Abelhas

Apicultores da Cuesta Paulista animados com Prêmio da CNA

Concurso da CNA pode ajudar a dar visibilidade aos pequenos apicultores, abrir novos mercados e aumentar o consumo de mel.

As premiações desempenham um papel vital no apoio e na promoção de pequenos produtores de mel no Brasil. Elas fornecem uma plataforma para reconhecimento, aumentam a visibilidade, valorizam os produtos, fortalecem marcas, abrem novas oportunidades de mercado e incentivam a melhoria contínua. Em um mercado competitivo, onde grandes players muitas vezes dominam, as premiações oferecem uma chance justa para pequenos apicultores se destacarem e prosperarem. 

Para Lucia Helena de Camargo Rocha, apicultora e gestora da empresa Mel Cuesta Doce Tesouro, em Itatinga (SP), o Prêmio CNA Brasil Artesanal 2024, da Confederação de Agricultura e Pecuária do Brasil (CNA), vai ser muito importante para que os apicultores pequenos e familiares tenham visibilidade. Para isso, reforça a importância de que os produtores habilitados a participarem do concurso façam a inscrição e mostrem a qualidade do mel produzido na região da Cuesta Paulista. 
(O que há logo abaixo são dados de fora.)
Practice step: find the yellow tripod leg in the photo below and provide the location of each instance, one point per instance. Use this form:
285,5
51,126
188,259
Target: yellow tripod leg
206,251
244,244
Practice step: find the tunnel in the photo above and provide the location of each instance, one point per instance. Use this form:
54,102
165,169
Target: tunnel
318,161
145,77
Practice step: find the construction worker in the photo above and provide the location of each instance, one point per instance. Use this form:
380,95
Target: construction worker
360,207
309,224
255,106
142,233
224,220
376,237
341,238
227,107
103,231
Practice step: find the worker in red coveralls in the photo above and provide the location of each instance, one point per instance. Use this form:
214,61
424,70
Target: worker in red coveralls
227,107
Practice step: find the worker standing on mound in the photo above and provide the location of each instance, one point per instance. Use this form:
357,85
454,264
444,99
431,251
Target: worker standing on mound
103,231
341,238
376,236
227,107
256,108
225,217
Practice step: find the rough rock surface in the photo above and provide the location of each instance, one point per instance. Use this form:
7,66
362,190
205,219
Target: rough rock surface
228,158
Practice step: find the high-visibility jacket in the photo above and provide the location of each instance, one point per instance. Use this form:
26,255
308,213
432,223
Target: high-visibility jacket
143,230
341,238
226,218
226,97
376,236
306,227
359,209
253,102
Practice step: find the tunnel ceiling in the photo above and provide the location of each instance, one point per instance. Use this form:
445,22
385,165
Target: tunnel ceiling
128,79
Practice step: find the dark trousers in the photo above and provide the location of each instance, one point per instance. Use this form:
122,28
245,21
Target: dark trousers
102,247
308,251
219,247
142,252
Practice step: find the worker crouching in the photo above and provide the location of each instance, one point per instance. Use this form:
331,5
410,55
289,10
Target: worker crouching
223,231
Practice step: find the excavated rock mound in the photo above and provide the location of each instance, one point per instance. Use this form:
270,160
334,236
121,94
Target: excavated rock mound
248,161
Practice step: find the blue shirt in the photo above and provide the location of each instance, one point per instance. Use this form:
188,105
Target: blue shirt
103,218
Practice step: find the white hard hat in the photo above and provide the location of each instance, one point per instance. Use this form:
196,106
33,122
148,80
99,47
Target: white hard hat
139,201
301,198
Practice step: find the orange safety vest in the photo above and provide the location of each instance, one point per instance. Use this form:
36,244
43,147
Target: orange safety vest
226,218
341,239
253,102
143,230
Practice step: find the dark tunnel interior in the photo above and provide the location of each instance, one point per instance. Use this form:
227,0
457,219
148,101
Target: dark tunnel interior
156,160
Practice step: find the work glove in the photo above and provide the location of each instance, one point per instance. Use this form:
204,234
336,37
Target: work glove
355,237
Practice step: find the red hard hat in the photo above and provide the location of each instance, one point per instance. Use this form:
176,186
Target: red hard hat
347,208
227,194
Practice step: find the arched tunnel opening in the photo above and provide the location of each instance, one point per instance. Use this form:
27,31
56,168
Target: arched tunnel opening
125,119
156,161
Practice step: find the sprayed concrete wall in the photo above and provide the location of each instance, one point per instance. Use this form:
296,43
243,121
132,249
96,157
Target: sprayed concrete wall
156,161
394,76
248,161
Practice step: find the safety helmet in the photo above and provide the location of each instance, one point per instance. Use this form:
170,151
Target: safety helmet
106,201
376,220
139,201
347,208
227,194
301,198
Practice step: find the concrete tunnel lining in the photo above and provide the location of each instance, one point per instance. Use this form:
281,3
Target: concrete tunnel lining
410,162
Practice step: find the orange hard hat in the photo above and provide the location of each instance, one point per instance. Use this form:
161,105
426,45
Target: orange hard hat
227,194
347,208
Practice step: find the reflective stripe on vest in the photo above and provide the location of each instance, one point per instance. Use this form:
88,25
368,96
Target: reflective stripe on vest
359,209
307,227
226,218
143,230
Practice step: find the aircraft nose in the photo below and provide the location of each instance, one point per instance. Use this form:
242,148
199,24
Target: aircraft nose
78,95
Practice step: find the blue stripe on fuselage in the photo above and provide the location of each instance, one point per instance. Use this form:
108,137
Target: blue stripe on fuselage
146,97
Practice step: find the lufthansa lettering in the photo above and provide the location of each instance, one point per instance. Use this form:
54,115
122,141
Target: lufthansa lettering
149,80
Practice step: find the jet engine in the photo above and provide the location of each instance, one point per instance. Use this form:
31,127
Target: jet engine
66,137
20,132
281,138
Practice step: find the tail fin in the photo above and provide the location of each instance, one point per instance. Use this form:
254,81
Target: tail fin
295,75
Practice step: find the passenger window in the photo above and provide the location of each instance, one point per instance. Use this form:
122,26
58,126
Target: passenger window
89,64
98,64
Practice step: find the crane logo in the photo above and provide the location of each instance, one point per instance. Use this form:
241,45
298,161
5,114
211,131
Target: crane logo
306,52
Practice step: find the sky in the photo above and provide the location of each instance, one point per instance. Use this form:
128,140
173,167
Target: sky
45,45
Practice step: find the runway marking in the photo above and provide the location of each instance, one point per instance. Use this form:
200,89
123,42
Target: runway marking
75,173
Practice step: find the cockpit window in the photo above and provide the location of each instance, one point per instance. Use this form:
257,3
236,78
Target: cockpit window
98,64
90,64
“Estou finalizando a inscrição com o mel de eucalipto, forte na região por conta do reflorestamento, que representa 53% da minha produção. Concurso vai dar visibilidade aos diversos tipos de mel produzido no país e ajudará os produtores a vislumbrarem novos mercados, ampliando o consumo”, explicou Lucia Helena. 

A região da Cuesta Paulista, segundo o presidente da Associação de Apicultores do Polo Cuesta (Apicuesta), Joel Andrade, reúne cerca de 200 apicultores e muitos vão se inscrever nesse concurso. Ele acredita que há grande possibilidade da conquista de alguns prêmios, mas reforça a visão da Lucia Helena de que a visibilidade nacional será importante para abrir novas perspectivas para os apicultores e para a Cuesta. 

“Entre os desafios que temos está a comercialização das novas marcas de pequenos apicultores. Contamos com floradas de eucalipto, laranja e mel silvestre que reforçam o portfólio do nosso arranjo produtivo e temos feito parcerias com universidades, empresas de reflorestamento e de citros para ajudar no desenvolvimento do setor”, disse Andrade. 

CASO DE FAMÍLIA 

O processo de participação em competições e premiações motiva pequenos produtores a aprimorarem continuamente suas práticas de produção. A busca pela excelência se torna uma meta constante, incentivando o investimento em tecnologia, inovação e sustentabilidade. Isso não só melhora a qualidade do mel, mas também contribui para a sustentabilidade do negócio a longo prazo.

A apicultora Silvia Cibele de Andrade Roque, de Itatinga (SP), foi criada em meio as abelhas, de onde nasceu sua paixão pelo setor. Seu pai, Benedito Nelson de Andrade, começou com a apicultura na década de 80, tendo o mel como importante elemento na renda da família. Em 2010 ela decidiu seguir os passos da família e iniciou a criação de abelhas, que foi reforçada em 2012, quando ela conheceu o marido, Antonio Marco de Andrade Roque. O projeto cresceu nas perspectivas, tornando-se Apiário MC Roque.

“Estou na maior expectativa para o concurso. Acredito que é um grande incentivo para os pequenos produtores, estimulando o aprimoramento da produção e a conquista permanente da excelência. Hoje, 80% da minha produção é entregue para os entrepostos, que definem o valor. Com a premiação e a visibilidade podemos garantir uma melhor remuneração para o nosso mel”, frisou Silvia Cibele.